I posted this on Fecalbook, in reply to a long string of liberal Democrats gushing about the joys of Universal Healthcare. I presume I will be flamed for the response below:
Universal Healthcare sure does have a nice ring to it, doesn’t it? Everybody gets care, we get to remove a greedy middleman, the insurance companies, and democratize the medical system. No sick person left behind, and all that. It’s hard to argue against it from any kind of moral standpoint, because of the simplicity of the concept. It’s very seductive that way.
Thomas Sowell explained the problem with it in a similarly simplistic way.
“It is amazing that people who think we cannot afford to pay for doctors, hospitals, and medication somehow think that we can afford to pay for doctors, hospitals, medication and a government bureaucracy to administer it.”
Some folks are old enough to remember when healthcare was much more reasonably priced, when most common injuries and illnesses were relatively inexpensive to treat. Oh sure, things like cancer were still very expensive to deal with, but if you broke a leg or got bronchitis, it was cheap enough that even the poor could generally find a way to pay for it, perhaps with some assistance from charities and pro bono work.
These days, even a broken leg will typically cost around $2,500 at a minimum. Much more, if you use the emergency room. Strange, that it costs so much, or that healthcare cost increases have outpaced inflation for as long as I’ve been alive.
You see this in another industry, these days. Post-secondary education. Yes. College tuition and fees have exploded in cost over the last few decades. In fact, it is one of the few industries where the cost increases have outpaced healthcare.
Note, too, the drive to make college free for everybody. Universal Education. Has a nice ring to it, doesn’t it?
The common element to both is government involvement. Administrative costs in healthcare have exploded. Sure, doctors get a great salary, but most of the cost increase has actually been due to administrative burden. They have exploded since the late 70s, constantly outpacing the increase in doctor salaries.

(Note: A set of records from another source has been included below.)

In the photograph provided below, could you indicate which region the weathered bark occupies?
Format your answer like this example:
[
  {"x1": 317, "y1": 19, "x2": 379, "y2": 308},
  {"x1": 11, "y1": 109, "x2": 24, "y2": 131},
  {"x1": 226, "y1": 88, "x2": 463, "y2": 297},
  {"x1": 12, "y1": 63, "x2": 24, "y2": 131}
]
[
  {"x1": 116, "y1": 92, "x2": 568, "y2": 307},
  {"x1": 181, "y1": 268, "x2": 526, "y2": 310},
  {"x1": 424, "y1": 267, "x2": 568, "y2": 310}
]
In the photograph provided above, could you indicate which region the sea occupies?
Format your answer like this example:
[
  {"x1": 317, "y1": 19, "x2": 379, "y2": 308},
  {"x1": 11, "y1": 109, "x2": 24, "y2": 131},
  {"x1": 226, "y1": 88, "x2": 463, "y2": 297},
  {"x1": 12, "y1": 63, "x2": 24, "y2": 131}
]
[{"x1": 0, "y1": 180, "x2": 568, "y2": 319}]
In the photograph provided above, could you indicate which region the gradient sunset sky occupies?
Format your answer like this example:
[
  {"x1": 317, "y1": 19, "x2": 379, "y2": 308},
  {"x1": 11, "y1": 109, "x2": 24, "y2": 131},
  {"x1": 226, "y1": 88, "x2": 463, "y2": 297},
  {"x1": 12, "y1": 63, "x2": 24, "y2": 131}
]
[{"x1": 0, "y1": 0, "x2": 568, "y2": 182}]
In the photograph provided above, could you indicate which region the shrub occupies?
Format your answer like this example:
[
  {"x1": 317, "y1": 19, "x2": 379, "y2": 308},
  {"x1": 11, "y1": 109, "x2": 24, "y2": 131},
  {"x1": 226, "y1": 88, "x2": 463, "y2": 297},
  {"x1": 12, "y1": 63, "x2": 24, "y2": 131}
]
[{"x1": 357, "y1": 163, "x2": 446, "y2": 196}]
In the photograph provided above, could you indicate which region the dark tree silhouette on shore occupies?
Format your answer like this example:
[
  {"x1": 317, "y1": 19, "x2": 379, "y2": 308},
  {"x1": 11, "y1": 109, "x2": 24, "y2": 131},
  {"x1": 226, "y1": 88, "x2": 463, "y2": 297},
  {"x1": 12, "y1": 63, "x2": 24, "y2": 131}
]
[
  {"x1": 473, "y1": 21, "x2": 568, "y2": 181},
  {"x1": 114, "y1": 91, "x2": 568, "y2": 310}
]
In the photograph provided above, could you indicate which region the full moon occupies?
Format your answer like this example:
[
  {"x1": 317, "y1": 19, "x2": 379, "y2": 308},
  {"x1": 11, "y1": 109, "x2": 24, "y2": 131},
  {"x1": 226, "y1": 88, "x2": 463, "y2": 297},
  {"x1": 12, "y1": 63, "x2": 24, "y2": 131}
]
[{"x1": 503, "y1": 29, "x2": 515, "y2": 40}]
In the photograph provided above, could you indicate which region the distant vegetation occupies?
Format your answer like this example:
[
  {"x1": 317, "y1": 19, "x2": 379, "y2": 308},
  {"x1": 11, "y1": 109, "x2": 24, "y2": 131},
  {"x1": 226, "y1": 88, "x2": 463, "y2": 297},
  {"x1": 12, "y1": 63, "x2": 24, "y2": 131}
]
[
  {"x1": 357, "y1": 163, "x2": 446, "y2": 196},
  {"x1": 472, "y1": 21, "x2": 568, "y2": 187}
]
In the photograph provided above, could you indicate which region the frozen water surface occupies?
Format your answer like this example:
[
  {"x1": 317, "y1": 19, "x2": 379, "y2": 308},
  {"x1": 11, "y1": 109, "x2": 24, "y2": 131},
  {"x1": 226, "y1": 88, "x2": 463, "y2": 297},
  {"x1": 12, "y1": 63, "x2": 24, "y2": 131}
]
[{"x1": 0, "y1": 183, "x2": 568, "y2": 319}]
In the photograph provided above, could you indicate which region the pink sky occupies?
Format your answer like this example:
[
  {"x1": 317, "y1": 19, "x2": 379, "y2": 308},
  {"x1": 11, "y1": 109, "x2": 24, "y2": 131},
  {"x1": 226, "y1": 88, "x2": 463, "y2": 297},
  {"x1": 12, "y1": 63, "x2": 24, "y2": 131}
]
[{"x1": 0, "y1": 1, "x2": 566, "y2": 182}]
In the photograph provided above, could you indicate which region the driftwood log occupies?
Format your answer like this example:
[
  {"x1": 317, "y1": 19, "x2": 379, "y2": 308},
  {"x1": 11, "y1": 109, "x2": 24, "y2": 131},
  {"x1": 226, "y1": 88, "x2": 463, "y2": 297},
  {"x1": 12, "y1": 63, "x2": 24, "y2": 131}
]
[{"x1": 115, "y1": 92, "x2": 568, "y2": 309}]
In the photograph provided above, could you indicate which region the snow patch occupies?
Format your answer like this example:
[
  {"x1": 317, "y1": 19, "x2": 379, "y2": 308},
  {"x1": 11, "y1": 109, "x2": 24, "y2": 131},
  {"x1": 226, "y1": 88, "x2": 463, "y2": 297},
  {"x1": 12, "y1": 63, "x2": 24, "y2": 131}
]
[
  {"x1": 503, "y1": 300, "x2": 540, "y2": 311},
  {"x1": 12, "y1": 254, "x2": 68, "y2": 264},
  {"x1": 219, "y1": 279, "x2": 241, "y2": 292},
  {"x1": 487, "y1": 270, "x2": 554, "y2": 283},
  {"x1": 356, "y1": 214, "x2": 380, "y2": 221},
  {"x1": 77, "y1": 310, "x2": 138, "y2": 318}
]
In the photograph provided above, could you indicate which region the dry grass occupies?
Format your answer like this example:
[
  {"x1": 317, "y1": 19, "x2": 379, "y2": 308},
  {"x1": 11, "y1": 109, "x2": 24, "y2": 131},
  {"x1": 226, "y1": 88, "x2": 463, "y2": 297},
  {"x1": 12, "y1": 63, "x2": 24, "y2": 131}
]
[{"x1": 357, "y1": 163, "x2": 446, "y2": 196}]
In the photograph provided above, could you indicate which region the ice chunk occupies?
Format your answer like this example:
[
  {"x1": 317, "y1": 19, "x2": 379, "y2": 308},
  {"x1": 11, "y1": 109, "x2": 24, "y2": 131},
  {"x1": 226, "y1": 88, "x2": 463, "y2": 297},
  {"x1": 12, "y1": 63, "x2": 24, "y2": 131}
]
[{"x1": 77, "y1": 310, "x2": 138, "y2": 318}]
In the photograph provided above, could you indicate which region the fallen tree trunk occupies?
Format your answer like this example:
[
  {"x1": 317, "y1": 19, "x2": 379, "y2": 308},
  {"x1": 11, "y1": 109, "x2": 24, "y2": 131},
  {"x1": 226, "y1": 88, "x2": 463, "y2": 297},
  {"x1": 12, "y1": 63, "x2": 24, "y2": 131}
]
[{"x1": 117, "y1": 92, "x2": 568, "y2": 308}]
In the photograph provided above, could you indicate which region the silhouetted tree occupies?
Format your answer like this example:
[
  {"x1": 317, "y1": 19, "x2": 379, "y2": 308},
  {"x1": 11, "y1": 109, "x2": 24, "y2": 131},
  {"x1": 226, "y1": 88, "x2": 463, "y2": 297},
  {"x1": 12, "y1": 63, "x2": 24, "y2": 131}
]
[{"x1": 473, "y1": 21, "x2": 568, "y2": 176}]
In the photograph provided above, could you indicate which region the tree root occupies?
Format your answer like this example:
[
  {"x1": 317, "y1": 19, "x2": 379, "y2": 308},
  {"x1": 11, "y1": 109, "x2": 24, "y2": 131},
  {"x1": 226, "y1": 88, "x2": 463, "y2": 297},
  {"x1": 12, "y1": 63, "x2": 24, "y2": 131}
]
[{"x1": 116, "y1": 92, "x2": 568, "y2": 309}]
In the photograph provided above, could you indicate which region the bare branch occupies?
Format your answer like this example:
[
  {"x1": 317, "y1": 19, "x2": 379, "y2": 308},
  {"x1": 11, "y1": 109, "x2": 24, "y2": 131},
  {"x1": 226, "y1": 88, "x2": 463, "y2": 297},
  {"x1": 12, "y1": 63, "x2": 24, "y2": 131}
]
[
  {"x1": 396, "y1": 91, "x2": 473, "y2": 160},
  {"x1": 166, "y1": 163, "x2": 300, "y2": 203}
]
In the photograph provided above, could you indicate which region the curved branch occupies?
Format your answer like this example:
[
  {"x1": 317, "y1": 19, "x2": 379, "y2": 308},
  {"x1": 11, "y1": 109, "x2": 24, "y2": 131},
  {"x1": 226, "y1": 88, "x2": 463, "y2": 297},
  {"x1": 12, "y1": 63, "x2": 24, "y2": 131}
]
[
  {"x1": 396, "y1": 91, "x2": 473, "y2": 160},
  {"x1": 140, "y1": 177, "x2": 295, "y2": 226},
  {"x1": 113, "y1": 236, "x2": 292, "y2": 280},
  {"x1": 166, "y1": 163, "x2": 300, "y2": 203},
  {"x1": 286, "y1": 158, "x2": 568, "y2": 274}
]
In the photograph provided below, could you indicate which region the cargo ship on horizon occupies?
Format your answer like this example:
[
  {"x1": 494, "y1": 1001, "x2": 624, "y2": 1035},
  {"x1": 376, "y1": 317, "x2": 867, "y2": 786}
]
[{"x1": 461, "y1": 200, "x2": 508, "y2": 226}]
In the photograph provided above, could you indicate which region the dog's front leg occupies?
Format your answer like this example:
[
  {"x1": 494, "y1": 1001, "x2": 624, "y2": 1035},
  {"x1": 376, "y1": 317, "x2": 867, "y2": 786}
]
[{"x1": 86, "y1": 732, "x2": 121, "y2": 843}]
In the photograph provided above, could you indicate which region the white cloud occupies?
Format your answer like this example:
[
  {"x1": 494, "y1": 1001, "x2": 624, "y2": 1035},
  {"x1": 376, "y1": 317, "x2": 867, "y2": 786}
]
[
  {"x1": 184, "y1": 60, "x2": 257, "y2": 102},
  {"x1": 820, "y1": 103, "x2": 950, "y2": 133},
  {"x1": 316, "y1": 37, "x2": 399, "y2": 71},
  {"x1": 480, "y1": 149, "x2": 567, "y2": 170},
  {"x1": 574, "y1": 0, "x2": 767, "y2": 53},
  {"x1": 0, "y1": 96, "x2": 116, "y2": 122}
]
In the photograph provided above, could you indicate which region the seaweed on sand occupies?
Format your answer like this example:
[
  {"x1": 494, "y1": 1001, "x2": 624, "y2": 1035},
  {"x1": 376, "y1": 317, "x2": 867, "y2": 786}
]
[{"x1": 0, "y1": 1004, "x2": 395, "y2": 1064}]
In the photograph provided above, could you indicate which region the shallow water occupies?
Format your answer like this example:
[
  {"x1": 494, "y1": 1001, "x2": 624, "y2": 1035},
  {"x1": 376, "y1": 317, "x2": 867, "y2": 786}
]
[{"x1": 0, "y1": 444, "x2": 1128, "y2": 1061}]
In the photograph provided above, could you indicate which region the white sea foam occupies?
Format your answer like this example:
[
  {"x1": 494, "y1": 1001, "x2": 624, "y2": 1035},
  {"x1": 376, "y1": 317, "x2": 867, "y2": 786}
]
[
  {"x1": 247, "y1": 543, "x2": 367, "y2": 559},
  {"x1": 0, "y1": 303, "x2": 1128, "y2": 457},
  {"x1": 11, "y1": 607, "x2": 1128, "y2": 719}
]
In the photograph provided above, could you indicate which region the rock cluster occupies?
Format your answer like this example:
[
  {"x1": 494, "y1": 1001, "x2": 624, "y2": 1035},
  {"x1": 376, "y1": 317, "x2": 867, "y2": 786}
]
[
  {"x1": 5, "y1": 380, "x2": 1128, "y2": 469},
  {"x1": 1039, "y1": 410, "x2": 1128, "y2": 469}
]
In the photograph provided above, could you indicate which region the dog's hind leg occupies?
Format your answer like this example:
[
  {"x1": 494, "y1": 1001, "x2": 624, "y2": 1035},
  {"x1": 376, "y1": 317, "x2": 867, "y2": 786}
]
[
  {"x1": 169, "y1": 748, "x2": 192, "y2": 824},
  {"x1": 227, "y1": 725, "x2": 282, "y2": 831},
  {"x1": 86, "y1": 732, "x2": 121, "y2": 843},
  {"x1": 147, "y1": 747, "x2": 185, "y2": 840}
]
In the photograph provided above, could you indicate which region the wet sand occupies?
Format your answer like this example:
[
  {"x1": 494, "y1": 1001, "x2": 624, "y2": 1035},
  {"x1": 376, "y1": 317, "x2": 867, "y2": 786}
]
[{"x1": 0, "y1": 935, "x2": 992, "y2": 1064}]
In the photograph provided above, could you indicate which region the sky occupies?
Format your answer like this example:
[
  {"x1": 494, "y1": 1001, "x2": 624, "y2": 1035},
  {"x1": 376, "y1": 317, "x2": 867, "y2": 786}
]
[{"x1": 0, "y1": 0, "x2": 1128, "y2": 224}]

Similarly, government involvement in student loans and college subsidization has exploded. Demand has gone through the roof, driven partly by the elimination of metrics like IQ testing, and their substitution with college degree requirements, and partly by the availability of government funds.
Healthcare, of course, has seen increasing regulation, subsidies, Medicare/Medicaid spending, etc…
To put it simply, government has created the problem as it exists today. And now it proposes to solve it by granting itself complete authority over the industry. It proposes to do likewise with education. Eventually, I have no doubt we will see similar in other essential areas like housing and transportation. Housing will become too expensive for everyone (it already is in many metro areas), and government will need to run that too.
In the end, the moral argument is a way for the government to hide behind its real goal: power. Control.
Maybe it even delivers somewhat on its promises. Maybe a lot of folks will get the care they need. Or maybe it looks something like the Cuban healthcare system, where only the politically connected get what they need. Who knows?
But do you *really* trust them that much?